105 of the 658 seats to the House of Commons
|  | First party | Second party |
| Leader | Viscount Melbourne | Robert Peel |
| Party | Whig | Conservative |
| Alliance | Lichfield House Compact |  |
| Leader since | 16 July 1834 | 19 December 1834 |
| Leader's seat | House of Lords | Tamworth |
| Seats won | 68 | 37 |
| Seat change | −7 | +7 |
| Popular vote | 34,866 | 25,362 |
| Percentage | 57.6% | 42.4% |
| Swing | −10.3% | +10.3% |
- Results of the 1835 election in Ireland

= 1835 United Kingdom general election in Ireland =

The 1835 British general election in Ireland saw a Lichfield House Compact of Whigs, Radicals, and the Repeal Association winning a majority of Irish seats.
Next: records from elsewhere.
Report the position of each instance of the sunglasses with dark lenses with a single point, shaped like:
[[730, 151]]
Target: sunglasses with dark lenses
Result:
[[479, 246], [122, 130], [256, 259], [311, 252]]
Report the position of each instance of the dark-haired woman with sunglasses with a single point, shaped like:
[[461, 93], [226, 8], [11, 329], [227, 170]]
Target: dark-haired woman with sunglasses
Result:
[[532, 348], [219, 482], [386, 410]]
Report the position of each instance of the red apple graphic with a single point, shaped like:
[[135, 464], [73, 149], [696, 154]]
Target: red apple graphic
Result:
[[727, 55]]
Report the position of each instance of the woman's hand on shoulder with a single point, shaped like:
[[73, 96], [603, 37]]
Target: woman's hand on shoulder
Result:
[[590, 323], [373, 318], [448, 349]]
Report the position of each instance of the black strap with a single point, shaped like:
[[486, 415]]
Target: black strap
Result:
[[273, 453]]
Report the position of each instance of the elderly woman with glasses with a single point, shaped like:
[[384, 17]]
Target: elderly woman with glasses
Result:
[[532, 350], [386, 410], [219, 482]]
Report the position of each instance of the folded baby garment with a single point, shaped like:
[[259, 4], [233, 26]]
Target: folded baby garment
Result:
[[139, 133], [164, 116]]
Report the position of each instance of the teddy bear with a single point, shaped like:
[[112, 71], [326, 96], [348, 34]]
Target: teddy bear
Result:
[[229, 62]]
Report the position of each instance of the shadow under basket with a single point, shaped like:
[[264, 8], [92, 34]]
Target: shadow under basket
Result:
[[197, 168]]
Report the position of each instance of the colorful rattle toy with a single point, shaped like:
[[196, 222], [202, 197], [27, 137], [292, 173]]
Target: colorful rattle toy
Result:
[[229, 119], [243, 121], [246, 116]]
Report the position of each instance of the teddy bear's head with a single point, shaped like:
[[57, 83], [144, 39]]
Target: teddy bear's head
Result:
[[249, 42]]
The coalition in total won 68 seats, with the number of seats won being: Repeal (34), Whig (34), and Tory (35 + 2 Dublin University seats).

==Results==

| Party |  | Candidates | Unopposed | Seats | Seats change | Votes | % | % Change |
|---|---|---|---|---|---|---|---|---|
|  | Whig/Repeal Association | 87 | 28 | 68 | −7 | 34,866 | 57.6 | −10.3 |
|  | Irish Conservative | 69 | 19 | 35 | +7 | 25,362 | 42.4 | +10.3 |
| Total |  | 156 | 47 | 103 | — | 60,228 | 100 |  |

Vote totals do not include those from Dublin University.